Вечером она звала Аннушку смотреть телевизор и продолжала вязание, а после фильма, если он был "жизненный", активно проявляла свою позицию, тщетно пытаясь разжечь в Аннушке, вечно путавшей, кто с кем остался, достойный сюжета полемический азарт. Ложилась она в одиннадцать или в одиннадцать тридцать, смотря по тому, когда кончался фильм, плюс-минус односторонние дебаты.
Это все были дела повседневные, сливавшиеся в ровнотекущую реку, но на ее островах экзотическими цветами красовались деяния крупные, яркие, значительные. Вот шестидесятивосьмилетняя Евгеша, самостоятельно побелив в своей комнате потолок, переклеив обои, выкрасив рамы, двери, плинтуса, батареи, - придирчиво оглядывает свою работку и говорит, что следующий ремонт будет делать лет через восемь, не раньше; наскучив доступностью диванной обивки, она загорается купить новый диван - и еще золотые челюсти, для чего устраивается работать в газетный киоск (безобразно черные руки, непутевые покупатели); наконец, она приобретает диван, челюсти, кошелку апельсинов, которые с разбором, не торопясь, пережевывает новыми зубами, аккуратно зубы на ночь вынимает, стряхивает их со стола вместе с золотыми апельсинными кожурками и навсегда отправляет в бак пищевых отходов.

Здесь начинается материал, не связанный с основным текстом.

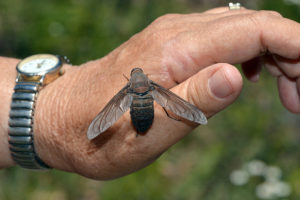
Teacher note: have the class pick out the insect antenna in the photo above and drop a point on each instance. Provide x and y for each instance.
(126, 77)
(170, 115)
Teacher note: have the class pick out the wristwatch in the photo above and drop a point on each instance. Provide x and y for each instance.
(34, 72)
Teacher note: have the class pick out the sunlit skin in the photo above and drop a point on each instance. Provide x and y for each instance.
(190, 54)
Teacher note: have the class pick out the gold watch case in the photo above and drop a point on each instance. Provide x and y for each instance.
(42, 68)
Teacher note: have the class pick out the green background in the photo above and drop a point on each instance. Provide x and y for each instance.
(198, 167)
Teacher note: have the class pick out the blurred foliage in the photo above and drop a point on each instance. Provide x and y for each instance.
(198, 167)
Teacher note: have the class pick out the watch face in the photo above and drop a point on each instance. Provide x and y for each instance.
(39, 64)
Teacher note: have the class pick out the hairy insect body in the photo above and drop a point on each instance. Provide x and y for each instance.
(142, 112)
(138, 95)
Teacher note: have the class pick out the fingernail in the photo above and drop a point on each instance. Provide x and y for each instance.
(219, 84)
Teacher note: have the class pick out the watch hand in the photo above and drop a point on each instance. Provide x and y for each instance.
(39, 65)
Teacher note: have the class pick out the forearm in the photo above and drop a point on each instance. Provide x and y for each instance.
(7, 81)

Делом из ряда вон выходящим было и чтение книг. Евгеша просила их у меня, когда после какой-нибудь хвори она шла на поправку, но занять руки еще было невозможно; выбор книг диктовала программа телевидения: после соответствующих фильмов она прочла "Анну Каренину", "Поединок", "Джейн Эйр" - и потом на кухне с готовностью демонстрировала свою свежую осведомленность в именах, названиях, датах, давая понять, что дышала бы одной литературой, сложись благоприятно обстоятельства.

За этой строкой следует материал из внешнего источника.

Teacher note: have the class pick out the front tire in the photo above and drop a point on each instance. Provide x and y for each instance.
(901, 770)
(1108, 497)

Я по-прежнему лежу в сумеречной мути, точа лбом стену. Я отказываюсь потреблять тела животных и растений. Я отказываюсь грабить их силу, чтобы давать работу своей кишечной трубке. Я отказываюсь пить воду, чтобы промывать свою безродную, слабую, ненужную кровь. Если б можно было брать энергию напрямую от Солнца - и возвращать ему свет такой же силы красоты. Но я знаю: освети я даже весь мир, я увижу только бельма слепых.